Pages

Wednesday, May 12, 2010

The Splits: How to Excel at Twister Without Pulling Your Groin

Let's talk about splits. Splits are simply how you break up your workout routine. They can be weekly, monthly, seasonally, or during the time of the year when your favorite TV show is not cranking out new episodes. Whether you're an animal, vegetable, or mineral, at some point you're going to want a little method to your madness. This one's gonna be long. *cracks knuckles*

To start, let's break down the major muscle groups and what I think are the best exercises for each. Almost everything listed here is using free weights or your own body weight. I prefer using free weights to machines whenever possible, as they require more core activation and strengthen your stabilizer muscles. Machines can be a nice way to work on your initial strength and form, or used for a change of pace, but get out there and swing some real weights if you can.
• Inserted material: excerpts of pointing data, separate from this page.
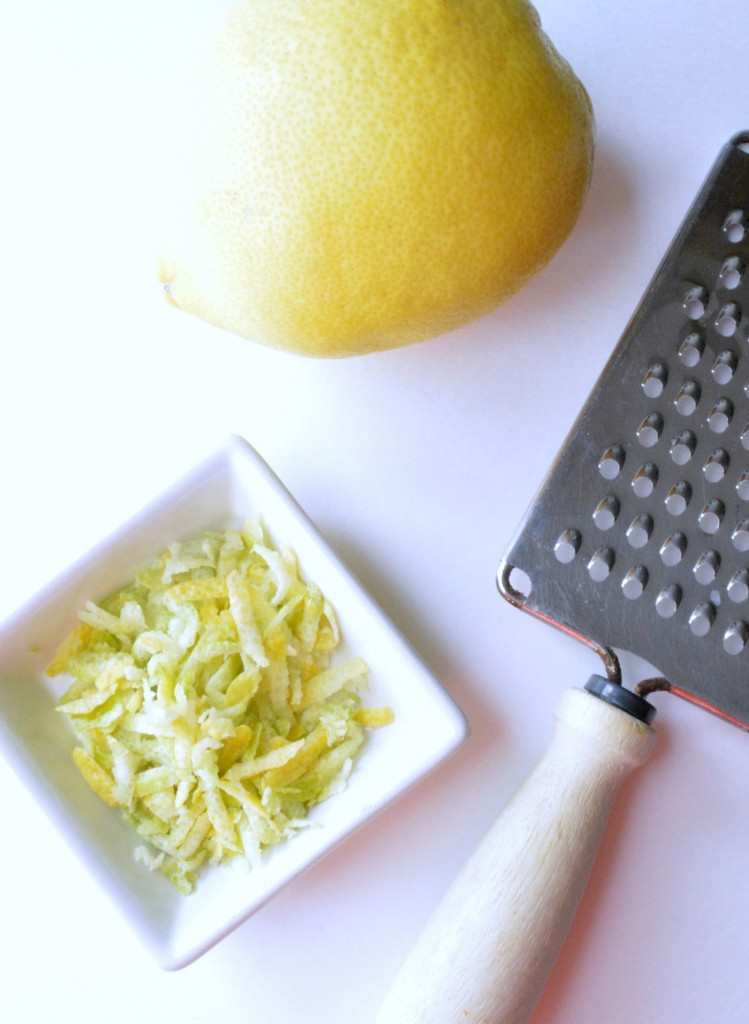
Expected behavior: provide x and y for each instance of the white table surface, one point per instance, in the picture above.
(416, 465)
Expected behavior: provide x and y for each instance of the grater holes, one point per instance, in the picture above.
(607, 512)
(691, 349)
(688, 397)
(723, 368)
(655, 380)
(682, 448)
(600, 564)
(668, 600)
(567, 546)
(611, 463)
(672, 549)
(678, 498)
(695, 301)
(645, 479)
(650, 429)
(738, 588)
(711, 516)
(719, 417)
(727, 320)
(736, 637)
(732, 272)
(634, 582)
(706, 567)
(639, 530)
(735, 226)
(716, 466)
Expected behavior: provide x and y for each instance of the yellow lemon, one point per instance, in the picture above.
(370, 173)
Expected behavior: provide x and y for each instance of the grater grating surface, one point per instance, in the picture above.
(638, 539)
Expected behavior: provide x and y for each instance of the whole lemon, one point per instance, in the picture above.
(370, 173)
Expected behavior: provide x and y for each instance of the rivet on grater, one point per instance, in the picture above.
(736, 637)
(668, 600)
(634, 582)
(672, 549)
(706, 566)
(715, 466)
(702, 619)
(738, 589)
(646, 478)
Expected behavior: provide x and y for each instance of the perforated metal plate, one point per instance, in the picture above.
(638, 540)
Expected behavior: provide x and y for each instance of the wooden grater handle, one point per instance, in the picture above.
(487, 952)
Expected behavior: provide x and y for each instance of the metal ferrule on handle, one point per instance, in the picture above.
(490, 947)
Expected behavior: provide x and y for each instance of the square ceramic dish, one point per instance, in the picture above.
(222, 492)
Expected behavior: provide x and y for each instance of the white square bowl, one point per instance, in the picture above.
(220, 493)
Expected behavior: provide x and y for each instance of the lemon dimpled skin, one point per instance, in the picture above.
(370, 174)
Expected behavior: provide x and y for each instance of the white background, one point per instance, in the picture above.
(416, 465)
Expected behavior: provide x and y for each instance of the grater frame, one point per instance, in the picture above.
(638, 538)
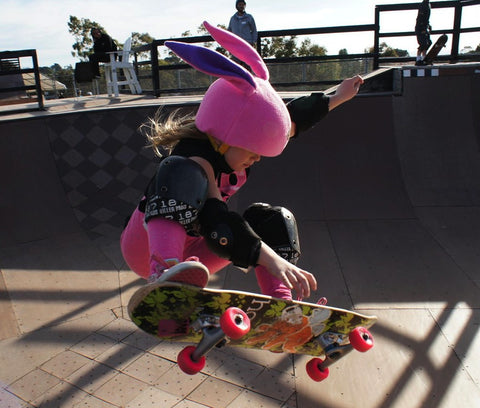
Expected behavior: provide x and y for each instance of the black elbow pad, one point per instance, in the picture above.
(306, 111)
(228, 235)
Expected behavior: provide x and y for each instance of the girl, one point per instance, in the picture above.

If you don't know how to do one of these moves, you can typically find an example of someone demonstrating lifts by searching on Youtube. If you're gonna be on Youtube anyway, check out a Keyboard Cat vid or somebody falling off their bike. Good stuff.

Chest:
-Incline Dumbbell Press
-Flat Bench Press
-Pushups (Standard or wide hand position)
-Decline Dumbbell Press
-Incline Dumbbell Fly
-Butterfly Machine or Pec Deck
-Wide-grip Dips

Back:
-Pull-ups (any hand position, but a wide grip is my favorite)
-Dead Lifts (barbell or dumbbell)
-Dumbbell Rows
-Lat Pulldowns
-Seated Rows
-Pull-overs

Shoulders:
-Military Press and/or Arnolds
-Lateral Fly
-Upright Rows
-Front/Side Fly
-Narrow Grip Push-ups

Traps:
-Barbell Shrugs
-Dumbbell Shrugs

Quads and Hamstrings:
-Squats (Barbell or Dumbbell)
-Lunges (with dumbbells)
-Leg Press
-Leg Extensions
-Leg Curls

Calves:
-Calf Extensions with weights (in varying standing positions)
-Jump Rope

Biceps:
-Preacher Curls
-Barbell Curls
-Dumbbell Curls
-Hammer Curls
-Chin-ups

Triceps:
-Close-grip Barbell Bench Press
-Skull Crushers
-Tricep Extensions
-Dips (with a weight belt even better)
-Tricep kickbacks

Forearms:
-Reverse Curls
-Hammer Curls

Abs: (There are hundreds of moves, but here are a few of my staples)
-Weighted Crunches (with a machine or weight ball)
-In and Outs
-Bicycles
-Leg Raises
-Weighted Leaners

Here's an example of a 4-day split for a woman:

workouts: 4 times a week for 60 minutes
goal: lose weight, tighten up

Day 1: Mixed
30 minutes:
-Chest, Back, Shoulders
20 minutes:
-Intervals on the treadmill
10 minutes:
-Abs

Day 2: Mixed
30 minutes:
-Quads, Hamstrings, Calves, Abs
30 minutes:
-Intervals on the Elliptical on a heavy incline

Day 3: Cardio
-55 minutes of your favorite cardio - spin class, running, elliptical, whatever

Day 4: Core
-45 minutes of pilates and/or yoga
-15 minutes of biceps, triceps, forearms, abs

Here's an example of a 4-day split for a guy (with no cardio):

workouts: 4 times a week at 60 minutes
goal: build muscle, lose body fat

Day 1: Chest and Triceps for 50 minutes, 10 minutes of Abs
Day 2: Back and Biceps for 50 minutes, 10 minutes of Abs
Day 3: Quads, Hamstrings, and calves for 60 minutes
Day 4: Shoulders, Traps, Forearms and Abs for 60 minutes

There is no one program that is going to fit everyone. Let's say you can only lift twice a week, you can make one day lower body and abs and the second day everything else. Or you can just lift one day per week and pick one lift for each body part.

How many muscle groups you are working on a day will determine how many exercises and sets you'll do. If you're only doing chest, then you can do 4-7 exercises at 3-4 sets each. If you're doing Chest, Back, Shoulders and Traps, then you'll do 1-2 exercises at 3-4 sets each.

Generally speaking, if you want to build muscle (and mass), shoot for 8-10 reps per set. If you want more definition and tone, shoot for 12-15 reps per set. And pick the right weight; you should be struggling toward the end of each set but able to maintain good form.

At the end of the day, variety is like a Spice Girl. Posh spice, we'll say. If you're running 4 times a week on a treadmill at the same speed, after a short time your body will adapt and you'll stop getting the same benefits.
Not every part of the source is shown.